A few days ago, I woke up at 4am. I must have dreamed about my mother because before I even knew what I was doing I’d reached out, grabbed my phone, opened Google and typed in “breast cancer.”
I’ve been doing that a lot lately. Exercising my “Web MD” to gain insights into how my mother’s disease may progress. Key word to note here is may. As my middle school guidance counselor Miss Wahl would have said—I’m putting the cart before the horse.
Mom’s been in treatment for over three years now, but thanks to newer medications such as Faslodex and Ibrance her cancer has barely progressed over that time. But what will happen if and when the medications stop working? I can’t stop myself from returning to the Internet over and over to try to gain insight.
“Hey Google,” I ask—What will Mom’s symptoms be? How will it impact her life? What are the potential treatments? What are those treatments’ side effects? How quickly will these things happen?

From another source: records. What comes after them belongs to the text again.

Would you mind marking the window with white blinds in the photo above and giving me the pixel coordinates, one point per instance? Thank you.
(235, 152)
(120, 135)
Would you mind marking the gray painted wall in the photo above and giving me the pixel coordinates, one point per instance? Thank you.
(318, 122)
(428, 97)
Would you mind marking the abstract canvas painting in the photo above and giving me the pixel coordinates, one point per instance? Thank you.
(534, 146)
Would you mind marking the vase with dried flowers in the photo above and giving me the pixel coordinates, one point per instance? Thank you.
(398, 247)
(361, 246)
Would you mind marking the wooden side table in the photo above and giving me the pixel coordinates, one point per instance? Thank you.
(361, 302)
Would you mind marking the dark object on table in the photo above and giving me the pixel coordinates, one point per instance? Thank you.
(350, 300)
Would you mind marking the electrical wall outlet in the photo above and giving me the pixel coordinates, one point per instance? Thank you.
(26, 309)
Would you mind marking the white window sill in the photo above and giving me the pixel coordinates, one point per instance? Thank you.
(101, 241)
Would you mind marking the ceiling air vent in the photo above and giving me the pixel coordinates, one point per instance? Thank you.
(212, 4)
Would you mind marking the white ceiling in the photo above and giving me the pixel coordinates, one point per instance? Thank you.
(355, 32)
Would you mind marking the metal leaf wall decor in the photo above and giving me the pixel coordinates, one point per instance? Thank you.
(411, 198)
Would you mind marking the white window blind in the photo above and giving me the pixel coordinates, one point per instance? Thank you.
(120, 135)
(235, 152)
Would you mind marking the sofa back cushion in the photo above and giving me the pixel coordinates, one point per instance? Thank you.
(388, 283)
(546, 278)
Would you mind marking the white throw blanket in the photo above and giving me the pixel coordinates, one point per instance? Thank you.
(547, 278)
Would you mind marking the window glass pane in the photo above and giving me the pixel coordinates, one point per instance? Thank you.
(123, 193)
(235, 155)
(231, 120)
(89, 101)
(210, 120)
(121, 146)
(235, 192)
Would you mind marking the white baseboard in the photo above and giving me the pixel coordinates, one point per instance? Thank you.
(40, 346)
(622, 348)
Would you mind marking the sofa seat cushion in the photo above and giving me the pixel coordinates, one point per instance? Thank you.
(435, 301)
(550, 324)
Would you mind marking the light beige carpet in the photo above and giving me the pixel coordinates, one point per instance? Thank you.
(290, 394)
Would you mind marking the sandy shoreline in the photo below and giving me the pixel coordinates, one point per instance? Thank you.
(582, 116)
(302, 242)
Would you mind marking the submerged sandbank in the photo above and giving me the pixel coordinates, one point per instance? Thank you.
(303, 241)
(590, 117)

Part of me finds my behavior rational. I’m preparing. Another part can’t help notice the similarity of my current behavior to when we’d whip out the Magic 8-Ball at 5th grade slumber parties to ask about our imaginary boyfriends. Even Mom’s doctor, who I like quite a bit, has no idea what is going to happen. All she can do is share statistics and percentages. Only time will tell which end of the curve my mother will fall into.
So why do I continue to return to the Internet when I know that the information is speculative at best?
When they found a lump in my breast last year, the only thing the technician would tell me was, “It’s probably fine but we’ll need to have you back for a biopsy to make sure.” That wasn’t enough to satisfy a why person like me. So I memorized what I saw on the sonogram, rushed home, and scoured the internet for a similar sonogram image. After an hour of research, I concluded that my lump was likely a cyst but because of its atypical shape (taller than wide), they were going to biopsy it to be sure.
This more detailed explanation comforted me by satisfying my need for a more detailed explanation. (Much the same way some people find comfort in religion.) And ultimately, my web self-diagnosis turned out to be correct—which has reinforced my behavior with a false sense of confidence.
So I Google on, knowing I’m being a bit nutty, hoping to stumble onto some little bit of information that will help me make sense of my mother’s senseless illness. Why people like me need lots of information—and the Internet is a bottomless pit that indulges our need.
I will continue to exercise my Web MD—even if I am using it as a digital version of the Magic 8-Ball. If it gives me comfort, does it really matter?